4.1. Feature Sets Formation
In this work, the calibrated SWH measured using the altimeter’s KU frequency band, SWH_KU_CAL, is considered the response variable. The KU-based features depicted in
Table 4 are used to form the basic and hybrid feature sets in this experiment. The ALL-Set is composed of 16 features which represent all KU-based features except the target variable and the noncalibrated version of it. To create the PCC-Set, Pearson correlation coefficients between the input features and the target variable were calculated.

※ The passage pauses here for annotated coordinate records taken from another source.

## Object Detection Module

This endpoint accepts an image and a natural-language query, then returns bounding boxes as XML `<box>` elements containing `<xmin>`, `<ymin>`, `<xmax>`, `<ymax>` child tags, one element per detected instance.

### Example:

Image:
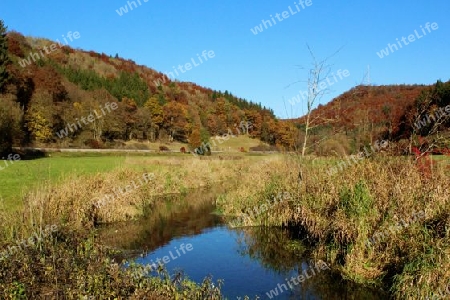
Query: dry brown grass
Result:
<box><xmin>220</xmin><ymin>156</ymin><xmax>450</xmax><ymax>299</ymax></box>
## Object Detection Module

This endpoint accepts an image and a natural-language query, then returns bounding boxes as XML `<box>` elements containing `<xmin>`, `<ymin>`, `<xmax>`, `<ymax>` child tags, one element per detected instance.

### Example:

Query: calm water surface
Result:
<box><xmin>100</xmin><ymin>186</ymin><xmax>387</xmax><ymax>300</ymax></box>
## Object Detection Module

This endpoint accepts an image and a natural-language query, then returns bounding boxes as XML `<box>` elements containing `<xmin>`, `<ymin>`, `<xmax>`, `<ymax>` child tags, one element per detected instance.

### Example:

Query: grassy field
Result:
<box><xmin>0</xmin><ymin>154</ymin><xmax>126</xmax><ymax>210</ymax></box>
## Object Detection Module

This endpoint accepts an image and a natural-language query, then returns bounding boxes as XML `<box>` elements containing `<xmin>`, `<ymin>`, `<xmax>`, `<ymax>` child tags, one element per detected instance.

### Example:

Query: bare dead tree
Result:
<box><xmin>288</xmin><ymin>45</ymin><xmax>342</xmax><ymax>157</ymax></box>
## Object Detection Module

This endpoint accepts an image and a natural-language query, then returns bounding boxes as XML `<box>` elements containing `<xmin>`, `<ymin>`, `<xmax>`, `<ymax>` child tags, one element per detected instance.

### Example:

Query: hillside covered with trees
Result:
<box><xmin>0</xmin><ymin>18</ymin><xmax>450</xmax><ymax>155</ymax></box>
<box><xmin>0</xmin><ymin>21</ymin><xmax>298</xmax><ymax>152</ymax></box>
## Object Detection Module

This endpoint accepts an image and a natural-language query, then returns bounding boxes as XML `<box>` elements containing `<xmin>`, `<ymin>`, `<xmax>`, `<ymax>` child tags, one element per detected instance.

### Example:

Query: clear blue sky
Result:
<box><xmin>0</xmin><ymin>0</ymin><xmax>450</xmax><ymax>118</ymax></box>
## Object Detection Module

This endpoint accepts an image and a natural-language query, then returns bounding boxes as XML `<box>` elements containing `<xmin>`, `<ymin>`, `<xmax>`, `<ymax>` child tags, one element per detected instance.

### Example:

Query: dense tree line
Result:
<box><xmin>0</xmin><ymin>22</ymin><xmax>450</xmax><ymax>155</ymax></box>
<box><xmin>0</xmin><ymin>21</ymin><xmax>302</xmax><ymax>148</ymax></box>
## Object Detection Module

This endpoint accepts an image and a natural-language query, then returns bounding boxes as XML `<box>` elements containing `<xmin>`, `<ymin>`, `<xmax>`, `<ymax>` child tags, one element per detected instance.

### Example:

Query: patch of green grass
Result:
<box><xmin>0</xmin><ymin>154</ymin><xmax>125</xmax><ymax>210</ymax></box>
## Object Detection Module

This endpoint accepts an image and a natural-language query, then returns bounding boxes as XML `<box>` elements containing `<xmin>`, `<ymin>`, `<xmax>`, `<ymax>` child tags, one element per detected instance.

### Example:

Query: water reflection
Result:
<box><xmin>99</xmin><ymin>188</ymin><xmax>387</xmax><ymax>300</ymax></box>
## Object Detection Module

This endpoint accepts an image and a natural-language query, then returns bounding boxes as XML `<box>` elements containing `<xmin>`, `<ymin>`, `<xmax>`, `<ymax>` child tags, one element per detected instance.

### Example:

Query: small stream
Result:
<box><xmin>99</xmin><ymin>189</ymin><xmax>387</xmax><ymax>300</ymax></box>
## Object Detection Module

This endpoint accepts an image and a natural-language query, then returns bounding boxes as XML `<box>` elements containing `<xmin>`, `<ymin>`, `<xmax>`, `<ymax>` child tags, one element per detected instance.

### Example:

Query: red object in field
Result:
<box><xmin>411</xmin><ymin>147</ymin><xmax>432</xmax><ymax>178</ymax></box>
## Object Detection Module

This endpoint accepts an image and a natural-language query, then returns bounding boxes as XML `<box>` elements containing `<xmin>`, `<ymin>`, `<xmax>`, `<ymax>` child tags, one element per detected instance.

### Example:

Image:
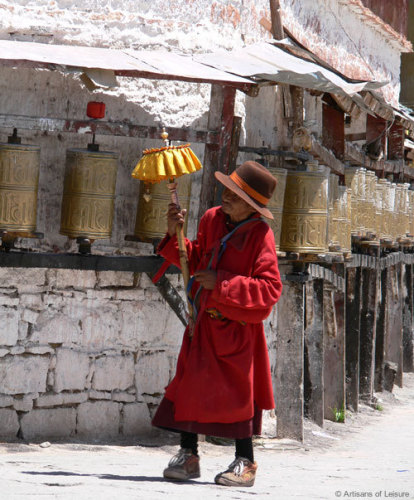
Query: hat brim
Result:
<box><xmin>214</xmin><ymin>172</ymin><xmax>273</xmax><ymax>219</ymax></box>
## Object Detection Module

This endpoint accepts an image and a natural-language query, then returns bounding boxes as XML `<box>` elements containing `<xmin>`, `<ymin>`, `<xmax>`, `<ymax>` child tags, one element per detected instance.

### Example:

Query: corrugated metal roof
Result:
<box><xmin>0</xmin><ymin>40</ymin><xmax>414</xmax><ymax>128</ymax></box>
<box><xmin>0</xmin><ymin>40</ymin><xmax>254</xmax><ymax>86</ymax></box>
<box><xmin>194</xmin><ymin>42</ymin><xmax>387</xmax><ymax>96</ymax></box>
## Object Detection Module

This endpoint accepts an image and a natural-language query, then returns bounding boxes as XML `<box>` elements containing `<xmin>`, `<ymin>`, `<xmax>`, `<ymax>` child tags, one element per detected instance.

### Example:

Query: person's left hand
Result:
<box><xmin>194</xmin><ymin>269</ymin><xmax>217</xmax><ymax>290</ymax></box>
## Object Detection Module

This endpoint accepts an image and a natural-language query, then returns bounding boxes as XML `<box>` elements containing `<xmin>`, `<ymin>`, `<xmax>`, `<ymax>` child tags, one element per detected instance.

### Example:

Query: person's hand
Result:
<box><xmin>167</xmin><ymin>203</ymin><xmax>187</xmax><ymax>236</ymax></box>
<box><xmin>194</xmin><ymin>269</ymin><xmax>217</xmax><ymax>290</ymax></box>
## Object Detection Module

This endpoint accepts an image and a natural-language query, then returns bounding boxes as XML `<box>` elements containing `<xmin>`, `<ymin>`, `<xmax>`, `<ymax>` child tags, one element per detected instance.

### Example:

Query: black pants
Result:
<box><xmin>181</xmin><ymin>432</ymin><xmax>254</xmax><ymax>462</ymax></box>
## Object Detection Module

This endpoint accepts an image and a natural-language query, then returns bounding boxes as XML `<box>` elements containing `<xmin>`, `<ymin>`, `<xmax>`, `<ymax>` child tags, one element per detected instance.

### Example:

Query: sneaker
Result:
<box><xmin>164</xmin><ymin>448</ymin><xmax>200</xmax><ymax>481</ymax></box>
<box><xmin>214</xmin><ymin>457</ymin><xmax>257</xmax><ymax>486</ymax></box>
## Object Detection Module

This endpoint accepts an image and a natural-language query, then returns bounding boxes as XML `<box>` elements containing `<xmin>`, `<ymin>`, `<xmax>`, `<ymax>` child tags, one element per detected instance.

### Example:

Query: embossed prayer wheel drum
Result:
<box><xmin>134</xmin><ymin>175</ymin><xmax>191</xmax><ymax>243</ymax></box>
<box><xmin>60</xmin><ymin>149</ymin><xmax>118</xmax><ymax>240</ymax></box>
<box><xmin>267</xmin><ymin>167</ymin><xmax>287</xmax><ymax>250</ymax></box>
<box><xmin>345</xmin><ymin>167</ymin><xmax>363</xmax><ymax>236</ymax></box>
<box><xmin>280</xmin><ymin>162</ymin><xmax>329</xmax><ymax>253</ymax></box>
<box><xmin>0</xmin><ymin>144</ymin><xmax>40</xmax><ymax>236</ymax></box>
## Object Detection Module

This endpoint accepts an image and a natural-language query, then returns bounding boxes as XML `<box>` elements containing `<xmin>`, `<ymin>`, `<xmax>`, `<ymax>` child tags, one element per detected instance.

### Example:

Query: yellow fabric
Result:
<box><xmin>131</xmin><ymin>144</ymin><xmax>201</xmax><ymax>182</ymax></box>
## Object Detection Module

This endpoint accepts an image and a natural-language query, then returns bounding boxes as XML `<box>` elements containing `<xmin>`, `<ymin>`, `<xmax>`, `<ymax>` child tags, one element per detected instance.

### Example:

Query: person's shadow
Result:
<box><xmin>22</xmin><ymin>471</ymin><xmax>211</xmax><ymax>485</ymax></box>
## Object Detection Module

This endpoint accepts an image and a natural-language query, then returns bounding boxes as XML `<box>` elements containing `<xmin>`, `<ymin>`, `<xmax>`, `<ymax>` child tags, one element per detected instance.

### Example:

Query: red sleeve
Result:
<box><xmin>211</xmin><ymin>231</ymin><xmax>282</xmax><ymax>323</ymax></box>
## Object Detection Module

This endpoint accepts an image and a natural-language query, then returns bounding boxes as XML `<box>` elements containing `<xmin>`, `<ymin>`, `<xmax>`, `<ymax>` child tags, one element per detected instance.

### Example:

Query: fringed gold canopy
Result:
<box><xmin>131</xmin><ymin>144</ymin><xmax>201</xmax><ymax>183</ymax></box>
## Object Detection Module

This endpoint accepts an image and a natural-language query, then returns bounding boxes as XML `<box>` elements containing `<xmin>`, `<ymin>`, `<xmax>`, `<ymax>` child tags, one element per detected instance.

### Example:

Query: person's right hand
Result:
<box><xmin>167</xmin><ymin>203</ymin><xmax>187</xmax><ymax>236</ymax></box>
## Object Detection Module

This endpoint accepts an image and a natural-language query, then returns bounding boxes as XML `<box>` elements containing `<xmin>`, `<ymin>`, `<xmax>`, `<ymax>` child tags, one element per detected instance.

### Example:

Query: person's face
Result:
<box><xmin>221</xmin><ymin>188</ymin><xmax>256</xmax><ymax>222</ymax></box>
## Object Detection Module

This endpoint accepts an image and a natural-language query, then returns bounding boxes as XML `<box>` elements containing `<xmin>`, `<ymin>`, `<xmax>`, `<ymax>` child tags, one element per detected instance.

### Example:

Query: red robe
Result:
<box><xmin>154</xmin><ymin>207</ymin><xmax>282</xmax><ymax>434</ymax></box>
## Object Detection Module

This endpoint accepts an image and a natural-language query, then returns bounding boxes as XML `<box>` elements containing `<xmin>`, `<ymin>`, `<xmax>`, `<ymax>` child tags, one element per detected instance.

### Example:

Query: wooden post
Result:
<box><xmin>359</xmin><ymin>267</ymin><xmax>378</xmax><ymax>402</ymax></box>
<box><xmin>403</xmin><ymin>264</ymin><xmax>414</xmax><ymax>372</ymax></box>
<box><xmin>198</xmin><ymin>85</ymin><xmax>236</xmax><ymax>219</ymax></box>
<box><xmin>374</xmin><ymin>267</ymin><xmax>389</xmax><ymax>392</ymax></box>
<box><xmin>345</xmin><ymin>266</ymin><xmax>361</xmax><ymax>411</ymax></box>
<box><xmin>385</xmin><ymin>262</ymin><xmax>403</xmax><ymax>387</ymax></box>
<box><xmin>275</xmin><ymin>281</ymin><xmax>304</xmax><ymax>441</ymax></box>
<box><xmin>323</xmin><ymin>282</ymin><xmax>345</xmax><ymax>421</ymax></box>
<box><xmin>304</xmin><ymin>279</ymin><xmax>324</xmax><ymax>427</ymax></box>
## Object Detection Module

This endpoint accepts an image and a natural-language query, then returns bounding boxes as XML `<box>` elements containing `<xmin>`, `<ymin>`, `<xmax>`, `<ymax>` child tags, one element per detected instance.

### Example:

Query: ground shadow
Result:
<box><xmin>22</xmin><ymin>471</ymin><xmax>211</xmax><ymax>485</ymax></box>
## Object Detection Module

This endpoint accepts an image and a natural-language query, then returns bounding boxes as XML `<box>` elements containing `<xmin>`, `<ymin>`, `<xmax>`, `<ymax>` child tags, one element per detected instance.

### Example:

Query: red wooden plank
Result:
<box><xmin>322</xmin><ymin>103</ymin><xmax>345</xmax><ymax>159</ymax></box>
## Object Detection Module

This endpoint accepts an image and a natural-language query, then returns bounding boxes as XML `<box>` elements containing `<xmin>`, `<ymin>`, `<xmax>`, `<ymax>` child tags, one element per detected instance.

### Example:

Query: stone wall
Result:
<box><xmin>0</xmin><ymin>268</ymin><xmax>183</xmax><ymax>440</ymax></box>
<box><xmin>0</xmin><ymin>0</ymin><xmax>408</xmax><ymax>440</ymax></box>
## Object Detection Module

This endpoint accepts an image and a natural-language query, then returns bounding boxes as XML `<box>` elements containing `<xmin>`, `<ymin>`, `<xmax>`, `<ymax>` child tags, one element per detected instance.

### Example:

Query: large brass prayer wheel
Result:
<box><xmin>267</xmin><ymin>167</ymin><xmax>287</xmax><ymax>250</ymax></box>
<box><xmin>134</xmin><ymin>175</ymin><xmax>191</xmax><ymax>243</ymax></box>
<box><xmin>280</xmin><ymin>164</ymin><xmax>328</xmax><ymax>253</ymax></box>
<box><xmin>0</xmin><ymin>144</ymin><xmax>40</xmax><ymax>236</ymax></box>
<box><xmin>60</xmin><ymin>149</ymin><xmax>118</xmax><ymax>240</ymax></box>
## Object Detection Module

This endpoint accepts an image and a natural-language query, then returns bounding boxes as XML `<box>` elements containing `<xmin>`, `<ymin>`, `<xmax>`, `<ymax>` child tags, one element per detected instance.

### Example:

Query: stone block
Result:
<box><xmin>0</xmin><ymin>295</ymin><xmax>19</xmax><ymax>306</ymax></box>
<box><xmin>13</xmin><ymin>394</ymin><xmax>38</xmax><ymax>411</ymax></box>
<box><xmin>20</xmin><ymin>408</ymin><xmax>76</xmax><ymax>440</ymax></box>
<box><xmin>54</xmin><ymin>348</ymin><xmax>90</xmax><ymax>392</ymax></box>
<box><xmin>115</xmin><ymin>288</ymin><xmax>145</xmax><ymax>301</ymax></box>
<box><xmin>112</xmin><ymin>392</ymin><xmax>136</xmax><ymax>403</ymax></box>
<box><xmin>135</xmin><ymin>351</ymin><xmax>170</xmax><ymax>395</ymax></box>
<box><xmin>25</xmin><ymin>345</ymin><xmax>54</xmax><ymax>354</ymax></box>
<box><xmin>0</xmin><ymin>394</ymin><xmax>13</xmax><ymax>408</ymax></box>
<box><xmin>0</xmin><ymin>408</ymin><xmax>20</xmax><ymax>439</ymax></box>
<box><xmin>0</xmin><ymin>356</ymin><xmax>49</xmax><ymax>394</ymax></box>
<box><xmin>118</xmin><ymin>302</ymin><xmax>146</xmax><ymax>350</ymax></box>
<box><xmin>32</xmin><ymin>311</ymin><xmax>80</xmax><ymax>344</ymax></box>
<box><xmin>56</xmin><ymin>269</ymin><xmax>96</xmax><ymax>290</ymax></box>
<box><xmin>86</xmin><ymin>289</ymin><xmax>115</xmax><ymax>298</ymax></box>
<box><xmin>77</xmin><ymin>401</ymin><xmax>120</xmax><ymax>440</ymax></box>
<box><xmin>35</xmin><ymin>393</ymin><xmax>63</xmax><ymax>408</ymax></box>
<box><xmin>20</xmin><ymin>293</ymin><xmax>45</xmax><ymax>311</ymax></box>
<box><xmin>97</xmin><ymin>271</ymin><xmax>134</xmax><ymax>288</ymax></box>
<box><xmin>81</xmin><ymin>307</ymin><xmax>120</xmax><ymax>349</ymax></box>
<box><xmin>22</xmin><ymin>309</ymin><xmax>39</xmax><ymax>325</ymax></box>
<box><xmin>122</xmin><ymin>403</ymin><xmax>153</xmax><ymax>436</ymax></box>
<box><xmin>0</xmin><ymin>267</ymin><xmax>46</xmax><ymax>287</ymax></box>
<box><xmin>61</xmin><ymin>392</ymin><xmax>88</xmax><ymax>405</ymax></box>
<box><xmin>43</xmin><ymin>293</ymin><xmax>63</xmax><ymax>307</ymax></box>
<box><xmin>0</xmin><ymin>306</ymin><xmax>19</xmax><ymax>345</ymax></box>
<box><xmin>89</xmin><ymin>389</ymin><xmax>112</xmax><ymax>401</ymax></box>
<box><xmin>10</xmin><ymin>345</ymin><xmax>25</xmax><ymax>356</ymax></box>
<box><xmin>92</xmin><ymin>354</ymin><xmax>135</xmax><ymax>391</ymax></box>
<box><xmin>17</xmin><ymin>321</ymin><xmax>29</xmax><ymax>340</ymax></box>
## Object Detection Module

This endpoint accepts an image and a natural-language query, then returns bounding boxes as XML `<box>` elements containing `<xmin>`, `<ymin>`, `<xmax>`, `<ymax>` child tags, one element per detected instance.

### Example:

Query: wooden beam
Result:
<box><xmin>304</xmin><ymin>279</ymin><xmax>324</xmax><ymax>427</ymax></box>
<box><xmin>322</xmin><ymin>103</ymin><xmax>345</xmax><ymax>159</ymax></box>
<box><xmin>345</xmin><ymin>266</ymin><xmax>361</xmax><ymax>411</ymax></box>
<box><xmin>359</xmin><ymin>268</ymin><xmax>378</xmax><ymax>402</ymax></box>
<box><xmin>198</xmin><ymin>85</ymin><xmax>236</xmax><ymax>220</ymax></box>
<box><xmin>403</xmin><ymin>264</ymin><xmax>414</xmax><ymax>372</ymax></box>
<box><xmin>269</xmin><ymin>0</ymin><xmax>285</xmax><ymax>40</ymax></box>
<box><xmin>323</xmin><ymin>278</ymin><xmax>345</xmax><ymax>422</ymax></box>
<box><xmin>275</xmin><ymin>281</ymin><xmax>304</xmax><ymax>441</ymax></box>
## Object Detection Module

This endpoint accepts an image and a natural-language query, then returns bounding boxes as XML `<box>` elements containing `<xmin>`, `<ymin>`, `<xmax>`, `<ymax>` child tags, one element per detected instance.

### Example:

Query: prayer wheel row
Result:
<box><xmin>0</xmin><ymin>143</ymin><xmax>196</xmax><ymax>246</ymax></box>
<box><xmin>0</xmin><ymin>143</ymin><xmax>414</xmax><ymax>253</ymax></box>
<box><xmin>345</xmin><ymin>167</ymin><xmax>414</xmax><ymax>242</ymax></box>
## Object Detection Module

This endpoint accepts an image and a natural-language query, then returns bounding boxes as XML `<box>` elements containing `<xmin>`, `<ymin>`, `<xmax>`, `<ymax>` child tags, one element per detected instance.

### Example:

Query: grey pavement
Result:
<box><xmin>0</xmin><ymin>374</ymin><xmax>414</xmax><ymax>500</ymax></box>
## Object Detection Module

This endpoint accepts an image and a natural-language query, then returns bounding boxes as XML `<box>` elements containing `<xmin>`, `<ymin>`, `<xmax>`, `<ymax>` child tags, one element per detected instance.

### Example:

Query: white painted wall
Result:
<box><xmin>0</xmin><ymin>0</ymin><xmax>404</xmax><ymax>439</ymax></box>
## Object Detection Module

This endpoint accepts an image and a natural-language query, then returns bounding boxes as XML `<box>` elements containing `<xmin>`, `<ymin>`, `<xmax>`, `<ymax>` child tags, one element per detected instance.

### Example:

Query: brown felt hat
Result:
<box><xmin>214</xmin><ymin>161</ymin><xmax>276</xmax><ymax>219</ymax></box>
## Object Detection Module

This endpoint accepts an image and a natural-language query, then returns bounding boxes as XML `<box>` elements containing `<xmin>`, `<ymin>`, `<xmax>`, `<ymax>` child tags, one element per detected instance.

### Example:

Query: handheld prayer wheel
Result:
<box><xmin>339</xmin><ymin>186</ymin><xmax>352</xmax><ymax>252</ymax></box>
<box><xmin>0</xmin><ymin>136</ymin><xmax>40</xmax><ymax>237</ymax></box>
<box><xmin>267</xmin><ymin>167</ymin><xmax>287</xmax><ymax>250</ymax></box>
<box><xmin>365</xmin><ymin>170</ymin><xmax>377</xmax><ymax>235</ymax></box>
<box><xmin>134</xmin><ymin>175</ymin><xmax>191</xmax><ymax>243</ymax></box>
<box><xmin>328</xmin><ymin>174</ymin><xmax>341</xmax><ymax>251</ymax></box>
<box><xmin>60</xmin><ymin>149</ymin><xmax>118</xmax><ymax>240</ymax></box>
<box><xmin>280</xmin><ymin>162</ymin><xmax>328</xmax><ymax>253</ymax></box>
<box><xmin>345</xmin><ymin>167</ymin><xmax>363</xmax><ymax>236</ymax></box>
<box><xmin>375</xmin><ymin>179</ymin><xmax>387</xmax><ymax>240</ymax></box>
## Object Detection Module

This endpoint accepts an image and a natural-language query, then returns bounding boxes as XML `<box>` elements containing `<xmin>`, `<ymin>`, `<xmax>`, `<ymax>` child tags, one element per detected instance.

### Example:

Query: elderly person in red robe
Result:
<box><xmin>153</xmin><ymin>161</ymin><xmax>282</xmax><ymax>486</ymax></box>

Table 5 depicts the absolute values of the PCC for each input feature. Normally, SWH is highly correlated with itself and its noncalibrated version. However, the recorded
values for the other predictors are less than 0.6. For both positions P0 and P1, the calibrated and noncalibrated wind speed based on the wind function predictors, WSPD_CAL and WSPD, record the highest correlation with the target, followed by the VWND, and then the KU-altimeter backscatter coefficient, SIG0_KU. It was noticed that the correlation between the target and the rest of the predictors is low (less than 0.1); therefore, the absolute correlation coefficients between the input features and the SWH_CAL were thresholded with a value of 0.1. Thus, the PCC-Set is formulated from the features that satisfy the criterion
. The features included in the PCC-Set for P0 and P1 and their correlation values are highlighted in gray in
Table 5. The SIG0_KU, VWND, WSPD_CAL, SWH_KU_std_dev, SIG0_KU_std_dev, and WSPD are included in the PCC-Set of both positions P0 and P1. However, it was noticed that for P1, the TIME variable achieved a PCC of 0.1, and therefore, it was included in the PCC-Set of this position.
As the TIME feature records different PCC values for P0 and P1, we further investigate the correlation behavior between the TIME feature and the target variable for seven geographical positions.
Table 6 presents the |PCC| values for the TIME feature for the tested positions, the number of observations, and the time period over which the records were collected for each position. It is observable from
Table 6 that the TIME feature generally records low correlation with the SWH. For, P1, P3, and P4, the correlation coefficient equals roughly 0.1. Therefore, for the PCC threshold used in this work, the TIME feature is included in the PCC-Set of these positions. However, the PCC values for P0, P2, P5, and P6 are 10 times lower than the other positions, and thus the TIME feature is discarded from the corresponding PCC-Set.
To generate the PCA features, the PCA algorithm was fed with the ALL-Set, and the CPV was set to 95%. The PCA-Set contains the principal components that explain 95% of the variance. It was found that for both positions P0 and P1, the PCA-Set contains the first principle component only, which captures 95% of the variance contained in the data.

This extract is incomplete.